Ein ruhiger Beginn leitet die Geschichte ein, besonders viel Augenmerk wird dabei auf Meis erste Liebe hier gesetzt, doch mir gefällt es, wie sich dazwischen immer düstere Ahnungen schleichen, Ahnungen, die von blasser Hoffnung durchsetzt sind ... Immer wieder werden geschickte Rückblenden eingefügt, die den Lesefluss in keinster Weise stocken lassen. Der detaillierte Schreibstil ist sehr lebendig, allerdings konnte ich es nicht verhindern, mir die gesamte Handlung als einen typischen Anime vorzustellen.
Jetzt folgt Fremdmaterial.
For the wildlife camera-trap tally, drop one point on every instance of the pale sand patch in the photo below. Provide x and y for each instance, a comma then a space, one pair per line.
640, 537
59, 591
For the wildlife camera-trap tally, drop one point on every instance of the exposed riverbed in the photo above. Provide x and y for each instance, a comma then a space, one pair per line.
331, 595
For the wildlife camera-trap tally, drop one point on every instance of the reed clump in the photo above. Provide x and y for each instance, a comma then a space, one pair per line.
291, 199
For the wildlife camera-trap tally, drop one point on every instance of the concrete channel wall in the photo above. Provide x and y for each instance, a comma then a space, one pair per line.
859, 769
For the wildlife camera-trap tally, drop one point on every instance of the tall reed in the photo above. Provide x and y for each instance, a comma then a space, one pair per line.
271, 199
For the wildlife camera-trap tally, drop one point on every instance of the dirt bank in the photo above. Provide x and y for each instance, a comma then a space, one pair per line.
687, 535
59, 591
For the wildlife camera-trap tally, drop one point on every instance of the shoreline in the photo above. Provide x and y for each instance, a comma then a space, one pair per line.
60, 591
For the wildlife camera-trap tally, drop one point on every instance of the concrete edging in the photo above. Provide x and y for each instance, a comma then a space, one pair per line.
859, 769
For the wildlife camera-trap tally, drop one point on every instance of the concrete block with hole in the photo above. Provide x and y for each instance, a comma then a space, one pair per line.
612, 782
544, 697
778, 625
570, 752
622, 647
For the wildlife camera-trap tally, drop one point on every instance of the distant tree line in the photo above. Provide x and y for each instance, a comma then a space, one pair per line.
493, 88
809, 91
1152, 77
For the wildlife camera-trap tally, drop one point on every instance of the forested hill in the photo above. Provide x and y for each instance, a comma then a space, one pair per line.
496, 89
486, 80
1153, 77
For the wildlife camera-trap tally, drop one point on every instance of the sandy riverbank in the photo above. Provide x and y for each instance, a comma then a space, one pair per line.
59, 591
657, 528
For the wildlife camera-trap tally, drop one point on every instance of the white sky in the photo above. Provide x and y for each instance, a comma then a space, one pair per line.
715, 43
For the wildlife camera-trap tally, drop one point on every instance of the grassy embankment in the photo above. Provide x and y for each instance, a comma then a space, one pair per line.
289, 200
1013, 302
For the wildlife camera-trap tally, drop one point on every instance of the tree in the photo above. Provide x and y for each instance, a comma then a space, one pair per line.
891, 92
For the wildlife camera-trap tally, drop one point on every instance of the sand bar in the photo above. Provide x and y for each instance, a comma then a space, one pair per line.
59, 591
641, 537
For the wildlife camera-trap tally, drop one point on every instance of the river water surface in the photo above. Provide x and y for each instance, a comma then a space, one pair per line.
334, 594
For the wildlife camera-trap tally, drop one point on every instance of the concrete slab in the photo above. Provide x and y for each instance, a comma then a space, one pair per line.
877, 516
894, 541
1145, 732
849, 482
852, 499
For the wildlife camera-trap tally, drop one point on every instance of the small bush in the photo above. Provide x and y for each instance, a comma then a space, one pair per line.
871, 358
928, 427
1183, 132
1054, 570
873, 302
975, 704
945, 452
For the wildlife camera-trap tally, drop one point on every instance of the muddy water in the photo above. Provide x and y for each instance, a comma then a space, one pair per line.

Gegen Ende hin stauen sich die Ereignisse auf und entladen sich in einem Finale, der mich wirklich vom Hocker gerissen hat, das war ein gewaltiger Höhepunkt! Zum Schluss dachte ich, dass Mei und Tian jetzt wirklich ihre Ruhe bekommen werden, aber von wegen! Wie immer zeigt der Epilog auf, dass neue Gefahren auftauchen, weil die Götter ihren Kampf gegen Raijin nicht tatelos beenden werden.
Das Cover ist übrigens auch ein echter Hingucker, weil das helle Grau auf geheimnisvolle Weise mit dem satten Grün harmoniert. Mit dem stilisieren Fächer assoziiere ich sofort Japan, aber das Japan aus diesem Buch, wo Kamis sich in Menschen verlieben und danach Schlachten voller Action am Himmel austragen.

Mein Rezensentenschwert ist nun ein japanisches Langschwert, ein Katana. Ich verneige mich ehrfürchtig und lasse göttliche Kraft auf mich wirken, ehe ich 5 reine Sterne von der Klinge zischen lasse, weil 4 eine Unglückszahl ist. Ferner hat mich die Fortsetzung so überzeugt, dass nicht einmal 5 Sterne ganz ausreichend sind. Ich bin gespannt, wie es weitergehen wird!